That may very well be...I'm still working on it.


----------



## pstarr (Jul 20, 2006)

I figure if you're going to move up to something like a .40, why not go on up to a .45?  I love my .45.....

Anyway, the S&W .40 and .45 are a pain to break down and reasemble!


----------



## Grenadier (Jul 20, 2006)

pstarr said:
			
		

> I figure if you're going to move up to something like a .40, why not go on up to a .45? I love my .45.....


 

Basically, the recoil difference between the two cartridges is actually minimal.  The .45 ACP loads are almost always subsonic, and low pressure, while the .40 loads are sometimes supersonic, and high pressure.  
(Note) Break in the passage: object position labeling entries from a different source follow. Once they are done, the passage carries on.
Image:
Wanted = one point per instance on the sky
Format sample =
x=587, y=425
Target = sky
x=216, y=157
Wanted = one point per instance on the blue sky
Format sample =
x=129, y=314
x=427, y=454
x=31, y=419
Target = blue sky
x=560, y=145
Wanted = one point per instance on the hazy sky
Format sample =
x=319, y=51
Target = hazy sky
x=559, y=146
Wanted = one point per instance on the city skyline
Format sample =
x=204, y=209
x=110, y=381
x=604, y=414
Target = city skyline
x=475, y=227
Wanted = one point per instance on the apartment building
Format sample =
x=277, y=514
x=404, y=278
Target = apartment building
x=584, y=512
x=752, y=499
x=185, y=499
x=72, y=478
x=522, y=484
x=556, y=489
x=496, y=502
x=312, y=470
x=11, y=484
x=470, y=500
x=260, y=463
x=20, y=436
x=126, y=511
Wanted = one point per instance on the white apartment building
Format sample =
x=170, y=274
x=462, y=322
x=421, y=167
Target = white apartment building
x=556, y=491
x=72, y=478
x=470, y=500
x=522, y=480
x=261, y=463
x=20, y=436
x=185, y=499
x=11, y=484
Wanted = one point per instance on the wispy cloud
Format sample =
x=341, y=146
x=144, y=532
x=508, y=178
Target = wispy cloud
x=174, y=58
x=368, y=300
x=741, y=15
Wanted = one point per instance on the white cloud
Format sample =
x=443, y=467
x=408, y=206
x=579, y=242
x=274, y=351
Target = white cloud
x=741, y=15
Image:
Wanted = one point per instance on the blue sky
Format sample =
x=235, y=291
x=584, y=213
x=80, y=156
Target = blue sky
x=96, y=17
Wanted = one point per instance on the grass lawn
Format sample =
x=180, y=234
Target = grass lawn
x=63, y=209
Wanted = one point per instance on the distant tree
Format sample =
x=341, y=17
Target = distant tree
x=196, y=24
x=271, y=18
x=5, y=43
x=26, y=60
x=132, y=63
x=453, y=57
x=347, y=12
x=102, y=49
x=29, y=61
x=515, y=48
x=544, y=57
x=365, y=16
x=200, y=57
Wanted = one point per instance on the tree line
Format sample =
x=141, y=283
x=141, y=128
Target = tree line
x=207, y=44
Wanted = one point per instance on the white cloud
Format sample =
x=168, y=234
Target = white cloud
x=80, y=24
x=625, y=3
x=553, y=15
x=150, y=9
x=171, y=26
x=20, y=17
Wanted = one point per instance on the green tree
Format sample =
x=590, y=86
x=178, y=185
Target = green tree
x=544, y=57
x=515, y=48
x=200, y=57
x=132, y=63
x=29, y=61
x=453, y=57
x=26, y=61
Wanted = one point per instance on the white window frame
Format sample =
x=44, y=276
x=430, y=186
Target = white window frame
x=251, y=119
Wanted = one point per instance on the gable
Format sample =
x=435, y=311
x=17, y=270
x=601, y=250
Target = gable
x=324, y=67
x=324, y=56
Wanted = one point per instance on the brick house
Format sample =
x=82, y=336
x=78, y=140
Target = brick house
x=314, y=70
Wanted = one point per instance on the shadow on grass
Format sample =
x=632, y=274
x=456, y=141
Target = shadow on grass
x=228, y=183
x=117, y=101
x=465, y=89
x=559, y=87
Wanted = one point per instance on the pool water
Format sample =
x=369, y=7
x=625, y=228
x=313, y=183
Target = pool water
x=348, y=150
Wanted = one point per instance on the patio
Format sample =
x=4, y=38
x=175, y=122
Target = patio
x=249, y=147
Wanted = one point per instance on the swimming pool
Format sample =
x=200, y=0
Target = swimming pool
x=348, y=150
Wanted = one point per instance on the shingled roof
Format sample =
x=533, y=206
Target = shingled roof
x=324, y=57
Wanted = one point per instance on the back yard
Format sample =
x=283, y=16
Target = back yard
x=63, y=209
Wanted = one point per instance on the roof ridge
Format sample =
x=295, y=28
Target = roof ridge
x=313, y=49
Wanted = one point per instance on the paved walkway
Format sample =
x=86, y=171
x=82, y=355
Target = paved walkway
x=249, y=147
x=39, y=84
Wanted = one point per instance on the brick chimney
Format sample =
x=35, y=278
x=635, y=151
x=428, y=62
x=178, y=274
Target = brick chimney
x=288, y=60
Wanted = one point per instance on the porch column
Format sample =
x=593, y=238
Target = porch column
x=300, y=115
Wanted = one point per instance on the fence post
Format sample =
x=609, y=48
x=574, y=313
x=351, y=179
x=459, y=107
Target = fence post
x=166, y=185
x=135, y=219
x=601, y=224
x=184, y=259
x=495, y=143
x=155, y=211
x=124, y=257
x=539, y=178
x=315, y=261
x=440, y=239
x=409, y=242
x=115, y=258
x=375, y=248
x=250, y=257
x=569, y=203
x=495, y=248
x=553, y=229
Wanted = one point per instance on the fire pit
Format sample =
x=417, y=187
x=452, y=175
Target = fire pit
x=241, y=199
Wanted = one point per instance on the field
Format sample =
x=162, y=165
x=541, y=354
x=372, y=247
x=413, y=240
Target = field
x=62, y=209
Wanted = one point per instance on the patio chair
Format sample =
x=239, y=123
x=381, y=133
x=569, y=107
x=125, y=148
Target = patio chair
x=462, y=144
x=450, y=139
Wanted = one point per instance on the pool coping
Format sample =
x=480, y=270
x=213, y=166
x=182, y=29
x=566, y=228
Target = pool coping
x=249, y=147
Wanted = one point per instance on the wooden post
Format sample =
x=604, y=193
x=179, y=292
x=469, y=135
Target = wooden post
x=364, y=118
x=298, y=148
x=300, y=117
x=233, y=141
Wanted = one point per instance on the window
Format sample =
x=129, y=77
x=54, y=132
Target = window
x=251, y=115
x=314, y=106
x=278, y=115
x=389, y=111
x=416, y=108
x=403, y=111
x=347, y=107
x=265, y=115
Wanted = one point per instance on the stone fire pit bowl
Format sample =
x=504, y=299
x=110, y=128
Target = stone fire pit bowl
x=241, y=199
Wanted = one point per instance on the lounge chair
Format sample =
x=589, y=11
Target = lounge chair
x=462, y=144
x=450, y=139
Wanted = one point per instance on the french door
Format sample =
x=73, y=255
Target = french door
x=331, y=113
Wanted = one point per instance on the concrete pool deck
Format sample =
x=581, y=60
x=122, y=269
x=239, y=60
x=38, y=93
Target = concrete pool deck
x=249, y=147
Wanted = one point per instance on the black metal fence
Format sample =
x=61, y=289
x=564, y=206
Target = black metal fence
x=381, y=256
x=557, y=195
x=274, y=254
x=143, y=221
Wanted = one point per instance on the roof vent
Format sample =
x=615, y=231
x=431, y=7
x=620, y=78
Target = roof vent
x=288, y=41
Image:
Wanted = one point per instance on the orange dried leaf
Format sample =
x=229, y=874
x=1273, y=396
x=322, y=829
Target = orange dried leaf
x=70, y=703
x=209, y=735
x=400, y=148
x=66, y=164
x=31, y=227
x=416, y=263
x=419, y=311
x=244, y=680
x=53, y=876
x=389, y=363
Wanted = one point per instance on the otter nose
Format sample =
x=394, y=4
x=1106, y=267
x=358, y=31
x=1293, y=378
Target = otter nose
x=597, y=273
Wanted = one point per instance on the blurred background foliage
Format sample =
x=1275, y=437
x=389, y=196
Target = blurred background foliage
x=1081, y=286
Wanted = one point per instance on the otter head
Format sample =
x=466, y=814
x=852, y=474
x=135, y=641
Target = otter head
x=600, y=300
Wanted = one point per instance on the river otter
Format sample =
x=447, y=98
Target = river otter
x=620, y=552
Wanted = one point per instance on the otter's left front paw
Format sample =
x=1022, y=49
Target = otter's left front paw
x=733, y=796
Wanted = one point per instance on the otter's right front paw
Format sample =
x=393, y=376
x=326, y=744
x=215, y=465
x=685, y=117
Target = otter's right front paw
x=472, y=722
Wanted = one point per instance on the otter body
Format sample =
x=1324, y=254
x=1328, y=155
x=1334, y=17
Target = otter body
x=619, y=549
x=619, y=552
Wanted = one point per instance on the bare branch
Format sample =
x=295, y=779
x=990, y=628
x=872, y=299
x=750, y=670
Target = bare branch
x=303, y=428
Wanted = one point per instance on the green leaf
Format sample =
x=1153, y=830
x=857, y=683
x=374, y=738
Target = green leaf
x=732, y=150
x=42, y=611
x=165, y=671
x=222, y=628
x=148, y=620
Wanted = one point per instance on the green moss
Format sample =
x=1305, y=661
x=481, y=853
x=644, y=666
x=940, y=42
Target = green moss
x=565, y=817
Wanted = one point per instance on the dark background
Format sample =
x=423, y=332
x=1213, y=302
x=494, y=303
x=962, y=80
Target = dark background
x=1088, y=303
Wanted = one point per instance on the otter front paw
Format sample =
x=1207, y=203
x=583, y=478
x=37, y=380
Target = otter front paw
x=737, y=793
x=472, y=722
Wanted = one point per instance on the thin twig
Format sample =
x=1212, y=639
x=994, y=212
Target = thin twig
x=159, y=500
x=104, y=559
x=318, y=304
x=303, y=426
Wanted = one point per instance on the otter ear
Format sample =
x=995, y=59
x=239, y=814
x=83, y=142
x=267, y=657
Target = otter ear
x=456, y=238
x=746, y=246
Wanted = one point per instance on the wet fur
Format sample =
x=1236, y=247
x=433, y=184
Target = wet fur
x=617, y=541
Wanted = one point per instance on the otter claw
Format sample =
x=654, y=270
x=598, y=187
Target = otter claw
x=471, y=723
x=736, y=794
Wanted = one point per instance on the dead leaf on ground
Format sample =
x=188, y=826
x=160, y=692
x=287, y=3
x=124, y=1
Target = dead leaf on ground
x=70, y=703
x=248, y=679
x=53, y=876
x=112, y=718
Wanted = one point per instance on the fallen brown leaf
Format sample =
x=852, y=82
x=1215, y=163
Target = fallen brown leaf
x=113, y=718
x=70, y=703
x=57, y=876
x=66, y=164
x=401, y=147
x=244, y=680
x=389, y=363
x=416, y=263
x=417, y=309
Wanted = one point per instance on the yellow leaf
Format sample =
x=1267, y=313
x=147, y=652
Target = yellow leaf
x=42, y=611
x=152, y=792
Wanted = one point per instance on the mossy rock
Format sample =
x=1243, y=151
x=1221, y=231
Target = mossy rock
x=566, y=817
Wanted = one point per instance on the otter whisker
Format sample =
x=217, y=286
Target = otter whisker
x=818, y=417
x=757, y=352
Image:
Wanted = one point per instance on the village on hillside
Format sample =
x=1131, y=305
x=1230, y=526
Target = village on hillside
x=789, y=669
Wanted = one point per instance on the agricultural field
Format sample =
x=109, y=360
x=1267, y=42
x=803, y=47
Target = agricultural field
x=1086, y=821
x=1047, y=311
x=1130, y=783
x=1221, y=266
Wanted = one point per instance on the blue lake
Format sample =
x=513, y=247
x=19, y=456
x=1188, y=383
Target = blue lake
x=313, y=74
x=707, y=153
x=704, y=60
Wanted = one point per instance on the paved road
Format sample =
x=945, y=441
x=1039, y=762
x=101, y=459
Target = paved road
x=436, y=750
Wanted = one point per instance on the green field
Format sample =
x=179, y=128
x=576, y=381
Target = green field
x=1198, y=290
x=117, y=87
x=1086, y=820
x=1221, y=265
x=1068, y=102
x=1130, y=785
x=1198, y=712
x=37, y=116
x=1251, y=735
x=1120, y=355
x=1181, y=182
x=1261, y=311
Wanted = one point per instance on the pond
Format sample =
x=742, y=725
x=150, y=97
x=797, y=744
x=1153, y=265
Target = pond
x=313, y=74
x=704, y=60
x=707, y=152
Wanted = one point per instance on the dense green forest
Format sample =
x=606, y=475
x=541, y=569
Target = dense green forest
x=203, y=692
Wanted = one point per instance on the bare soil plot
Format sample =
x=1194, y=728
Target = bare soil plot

The .45 feels more like a heavier blunt shove, versus a sharper kick (but shorter) of a .40.  That alone might be enough of a reason, since some people are more susceptible to one type of recoil over another.  No joking.  

Where the advantages of the .40 come into play, are in the magazine capacity.  Simply put, all things being equal, you can cram more .40 rounds into an equivalently sized magazine, than you can with .45 rounds.  Or, you can find guns that have slimmer profiles, while keeping the same magazine capacity as their .45 ACP counterparts.  

My Glock 27 and my Glock 30 have about the same capacity (9 for the .40, 10 for the .45), but the Glock 27 is significantly easier to conceal.  It's not quite as bulky as its fatter (but more comfortable) cousin, the Glock 30.  That's why I might choose to go with the .40, or 9 mm, instead of the .45 ACP at certain times.


----------



## Grenadier (Jul 21, 2006)

Now that I've had my morning coffee, I can think a bit more clearly, and remember a (semi) important tidbit about this caliber. 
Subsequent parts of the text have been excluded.